MFL wrote:
Hey JR, this is a common issue, but normally takes at least a light touch of pedal, that can result with braking similar to pulling the pin. Very aggressive, tires chirp/maybe smoke. As Grit mentioned, turning the gain way down will help, but braking will be diminished.
It starts mostly intermittent, due to the wiring moving/bouncing inside the tube.
Quick fix..cut the wires going through tube, and run new cross wire outside the tube.
Hi Guys,
I might learn something new here, but please help explain how the brakes can grab hard when the hot wire in the axle tube shorts?
Here is from my background to help the cause. The chaffing is real. What I cannot sort out is how the brakes grab real hard close to lockup as you are stating.
My findings:
Yes, as the trailer ages and the towing miles increase, the double wire lamp cord style cable inside the axle tube creates a wire insulation chaffing problem. First is, the insulation gets brittle over time. Circular cracks in the insulation happen, mostly where the wire flexes but it is not limited to just the flexing areas. Moisture can then get to the conductor given the right conditions.
The middle area of the axle tube is prone to the wire bouncing and rubbing over time. The wear is not selective to which wire wears to expose the conductor.
Here is one of the many I have found while restoring older campers.
![](https://live.staticflickr.com/65535/51009378871_954ab6b826_b.jpg)
A close up showing the tarnished copper exposed
![](https://live.staticflickr.com/65535/51009378856_7ef37eca61_b.jpg)
The hole area at the ends of the tube also can have exposed conductors also. This wear is different then the mid tube area. The brittle wire cracks where the wire rubs the tube hole edge, starts to wear/vibrate into the conductor.
Now, when the exposed conductor touches the metal frame, it is sort of a 50/50 good luck or bad luck which conductor touches the tube.
If the chassis ground wire wears through and touches the tube, this issue may not be found under normal operating as one side of the brake coils are tied to chassis ground. I have not seen this be a problem short of the wire wearing all the way through and creating an open ground on the brake coil. Or a weak ground and the magnet not getting full power.
If the brake hot tire wears and touches the tube, when the brakes are applied here is where problems can start. And where I need someone to help explain how the voltage and current above normal braking to get high enough to create hard breaking on all wheels or even one of them.
The average brake coil on a 10" x 2 1/4" all the way to a 12" x 2" or 12 1/4 x 3 3/8", drum ID x show width, brake has an magnet coil ohm reading around 3.2 ohms. Its not much but it can create 3 amp draw on a full 12 volt power circuit. There is a load there and not a dead short.
When the chaffed wire touches the axle tube, that can be close to a dead short or a less pending how much corrosion resistance is on the tube.
How does the truck brake controller send full voltage and current similar to a emergency break away switch activation with only a light tap of the brake pedal? What tricked the controller to know to do this?
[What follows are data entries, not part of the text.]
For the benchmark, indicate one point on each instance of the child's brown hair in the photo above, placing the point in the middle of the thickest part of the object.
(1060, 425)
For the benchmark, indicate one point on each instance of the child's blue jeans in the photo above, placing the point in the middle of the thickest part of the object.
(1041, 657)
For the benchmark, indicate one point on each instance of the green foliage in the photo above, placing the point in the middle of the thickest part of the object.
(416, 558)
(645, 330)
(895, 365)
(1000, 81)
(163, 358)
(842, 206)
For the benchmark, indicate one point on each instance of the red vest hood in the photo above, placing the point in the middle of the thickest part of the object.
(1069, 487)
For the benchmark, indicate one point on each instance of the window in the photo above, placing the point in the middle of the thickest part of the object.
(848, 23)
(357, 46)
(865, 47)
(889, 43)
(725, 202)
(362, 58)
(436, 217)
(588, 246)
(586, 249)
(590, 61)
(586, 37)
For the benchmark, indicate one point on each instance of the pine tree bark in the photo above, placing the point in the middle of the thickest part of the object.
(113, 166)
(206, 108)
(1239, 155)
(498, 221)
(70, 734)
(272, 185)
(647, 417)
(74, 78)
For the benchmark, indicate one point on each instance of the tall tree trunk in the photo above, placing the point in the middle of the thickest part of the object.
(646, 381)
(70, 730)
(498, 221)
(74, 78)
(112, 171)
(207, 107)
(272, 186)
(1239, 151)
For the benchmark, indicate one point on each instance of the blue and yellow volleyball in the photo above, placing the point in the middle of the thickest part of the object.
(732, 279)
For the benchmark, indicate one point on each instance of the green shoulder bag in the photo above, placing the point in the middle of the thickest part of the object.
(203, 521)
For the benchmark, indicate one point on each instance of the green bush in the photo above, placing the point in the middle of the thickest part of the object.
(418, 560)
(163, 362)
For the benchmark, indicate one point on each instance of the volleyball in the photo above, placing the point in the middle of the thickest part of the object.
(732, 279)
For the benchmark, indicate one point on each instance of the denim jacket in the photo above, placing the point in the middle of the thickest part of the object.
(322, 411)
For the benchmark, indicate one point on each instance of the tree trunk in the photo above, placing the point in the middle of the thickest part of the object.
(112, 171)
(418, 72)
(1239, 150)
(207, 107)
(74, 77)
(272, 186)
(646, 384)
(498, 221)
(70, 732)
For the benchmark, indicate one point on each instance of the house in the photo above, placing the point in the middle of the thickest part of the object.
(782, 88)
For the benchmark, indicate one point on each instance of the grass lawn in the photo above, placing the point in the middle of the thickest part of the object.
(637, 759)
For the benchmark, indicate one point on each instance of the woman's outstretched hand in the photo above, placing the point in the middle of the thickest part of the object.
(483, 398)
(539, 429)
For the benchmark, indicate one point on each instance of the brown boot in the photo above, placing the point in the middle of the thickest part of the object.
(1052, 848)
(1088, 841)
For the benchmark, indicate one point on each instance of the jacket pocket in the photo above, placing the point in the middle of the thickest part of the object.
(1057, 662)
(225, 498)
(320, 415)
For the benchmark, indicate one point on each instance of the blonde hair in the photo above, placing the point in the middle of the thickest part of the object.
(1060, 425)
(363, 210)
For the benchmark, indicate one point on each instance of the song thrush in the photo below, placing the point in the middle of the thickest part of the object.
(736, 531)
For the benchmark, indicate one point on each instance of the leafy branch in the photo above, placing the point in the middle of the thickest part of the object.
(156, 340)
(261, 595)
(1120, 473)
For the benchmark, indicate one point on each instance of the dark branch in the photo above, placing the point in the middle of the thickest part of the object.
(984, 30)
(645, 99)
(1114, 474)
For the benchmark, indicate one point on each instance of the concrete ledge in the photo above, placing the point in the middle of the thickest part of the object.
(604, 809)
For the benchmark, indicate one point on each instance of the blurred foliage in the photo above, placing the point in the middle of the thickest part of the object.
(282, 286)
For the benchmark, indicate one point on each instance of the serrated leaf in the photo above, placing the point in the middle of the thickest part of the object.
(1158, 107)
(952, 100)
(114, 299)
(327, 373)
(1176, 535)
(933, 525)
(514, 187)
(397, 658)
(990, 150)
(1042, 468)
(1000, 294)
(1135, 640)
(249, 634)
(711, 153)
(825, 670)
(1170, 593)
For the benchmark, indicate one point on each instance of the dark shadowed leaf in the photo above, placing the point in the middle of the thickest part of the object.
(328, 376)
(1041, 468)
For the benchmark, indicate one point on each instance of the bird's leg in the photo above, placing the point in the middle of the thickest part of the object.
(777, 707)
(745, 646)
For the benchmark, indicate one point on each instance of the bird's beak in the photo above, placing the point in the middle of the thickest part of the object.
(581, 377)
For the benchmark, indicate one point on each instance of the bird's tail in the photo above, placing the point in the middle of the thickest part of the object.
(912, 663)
On a time based controller that only uses the brake pedal switch, it is a timed response for when full current is reached according to the gain setting.
On a proportional controller, well this depends on the brand and type. The pendulum ones, need the truck angle change to create high power.
The newer truck integrated ones which us the master cylinder pressure, that is something different too.
What an I missing on how all 4 or 3 of the 4 go to full power when one is grounded out on the hot wire?
My original thought was the controller senses the dead short and tries to protect itself, maybe shutting down the power to not have it burn out? What happens next I'm not sure. Help fill in the details on how the full power is created like you are stating.